Notes on … Michael Heath
The Spectator has just published a book entitled ‘Best of Notes on… From kippers to jeans and everything in between’.
Illustrated by ‘legendary cartoonist’ Michael Heath, subjects range from Land Rovers and toffee apples to corkscrews and cocaine. Writers include the likes of Rod Liddle, James Delingpole, Julie Burchill, Ben Fogle, Prue Leith and many more, including my son, Ruari.
The editors could have included his thoughtful, even elegiac, ‘Notes On … the delightful melancholy of an antiques shop’. Instead they chose another piece in which he describes trying to roll the perfect cigarette!
Anyway, talking of Michael Heath, I was going to write about him last week (but forgot) because The Spectator organised a dinner to celebrate his 90th birthday which fell on October 13. The dinner was on Thursday, three days later, which, by coincidence, was the day we wanted to organise a Forest event at the same venue – 6 Old Queen Street, Westminster.
When I made enquiries, six weeks ago, I was told it was unavailable on October 16 because of another booking, so when I subsequently received an email inviting me, as a Spectator subscriber, to ‘Michael Heath’s 90th birthday dinner’ at 6 Old Queen Street on October 16, I put two and two together.
With the promise of ‘chilled champagne and other fine wines from Pol Roger’ it sounded like a splendid evening.
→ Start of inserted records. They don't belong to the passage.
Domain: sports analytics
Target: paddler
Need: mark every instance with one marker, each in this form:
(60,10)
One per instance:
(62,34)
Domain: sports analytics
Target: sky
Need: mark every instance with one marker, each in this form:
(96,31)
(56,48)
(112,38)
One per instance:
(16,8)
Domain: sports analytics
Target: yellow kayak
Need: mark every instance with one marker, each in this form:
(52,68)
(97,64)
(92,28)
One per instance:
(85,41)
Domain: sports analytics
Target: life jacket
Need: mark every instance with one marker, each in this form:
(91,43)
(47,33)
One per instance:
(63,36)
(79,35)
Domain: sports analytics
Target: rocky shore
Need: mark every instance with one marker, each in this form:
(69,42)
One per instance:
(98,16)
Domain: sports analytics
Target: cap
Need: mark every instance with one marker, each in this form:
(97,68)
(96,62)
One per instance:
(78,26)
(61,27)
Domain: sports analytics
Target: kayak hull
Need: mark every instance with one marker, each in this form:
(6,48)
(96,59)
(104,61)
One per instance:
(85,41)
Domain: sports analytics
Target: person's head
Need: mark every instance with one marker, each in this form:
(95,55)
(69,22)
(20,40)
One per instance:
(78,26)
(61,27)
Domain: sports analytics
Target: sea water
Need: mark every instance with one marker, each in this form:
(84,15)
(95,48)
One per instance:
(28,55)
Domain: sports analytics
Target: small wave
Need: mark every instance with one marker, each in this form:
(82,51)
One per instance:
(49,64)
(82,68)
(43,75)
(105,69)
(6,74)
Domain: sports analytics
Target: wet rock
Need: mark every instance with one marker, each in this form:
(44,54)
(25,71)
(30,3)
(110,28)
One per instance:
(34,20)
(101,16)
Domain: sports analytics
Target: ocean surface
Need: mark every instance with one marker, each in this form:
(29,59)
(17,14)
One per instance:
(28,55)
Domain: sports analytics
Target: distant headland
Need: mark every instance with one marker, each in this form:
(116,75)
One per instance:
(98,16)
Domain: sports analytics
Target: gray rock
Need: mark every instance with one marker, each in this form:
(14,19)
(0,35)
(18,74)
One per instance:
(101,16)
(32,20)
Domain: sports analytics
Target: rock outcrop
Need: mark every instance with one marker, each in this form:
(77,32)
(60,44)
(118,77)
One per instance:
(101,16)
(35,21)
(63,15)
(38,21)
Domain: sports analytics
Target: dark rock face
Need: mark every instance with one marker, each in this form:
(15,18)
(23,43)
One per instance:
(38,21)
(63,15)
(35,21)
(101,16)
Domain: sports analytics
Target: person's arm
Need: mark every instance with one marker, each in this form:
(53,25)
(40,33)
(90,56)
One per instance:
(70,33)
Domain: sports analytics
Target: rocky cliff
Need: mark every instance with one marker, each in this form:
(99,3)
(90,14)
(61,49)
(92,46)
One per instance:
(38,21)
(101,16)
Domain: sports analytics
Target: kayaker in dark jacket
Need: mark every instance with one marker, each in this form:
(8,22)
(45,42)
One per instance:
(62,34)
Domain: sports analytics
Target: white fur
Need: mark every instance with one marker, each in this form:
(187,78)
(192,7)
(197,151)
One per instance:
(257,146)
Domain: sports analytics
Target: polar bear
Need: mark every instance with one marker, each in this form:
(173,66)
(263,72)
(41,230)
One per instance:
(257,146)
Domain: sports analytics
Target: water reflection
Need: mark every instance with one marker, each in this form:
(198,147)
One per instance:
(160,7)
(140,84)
Unfortunately tickets cost £250 each, and even with the inclusion of a ‘limited print of the invitation illustration that Michael will sign for you on the night’, it seemed quite steep so I couldn’t really justify the expense.
That said, I do remember Michael phoning the old Forest office in Palace Street, Westminster, 20 years ago and we had a brief chat – what about, I can’t remember – but it must have been something to do with smoking because, in the 1990s, one of several strip cartoons he drew was The Outlaw which is described as a ‘short lived strip set in the year 2000, where Michael Common is "the last person to smoke in England”’.
In 2009, writing for The Spectator, Alex Massie commented that, ‘The Outlaw, Michael Heath's brilliant Spectator cartoon strip about the last remaining smoker, becomes ever more prescient.’
If you’re interested in his long and successful career, more biographical notes can be found here, on the University of Kent’s website which also hosts ‘Britain’s Cartoon Archive’.
You should also read a hugely evocative article, published by The Spectator in 2018, that features a conversation between Heath and Christopher Howse, author of Soho in the Eighties: ‘Last week, in the editor’s office, they remembered a vanished world.’
See: Remembering Soho: a conversation of debauchery, drunks and Francis Bacon
‘Best of Notes on…’ is available in bookshops or online. Enjoy.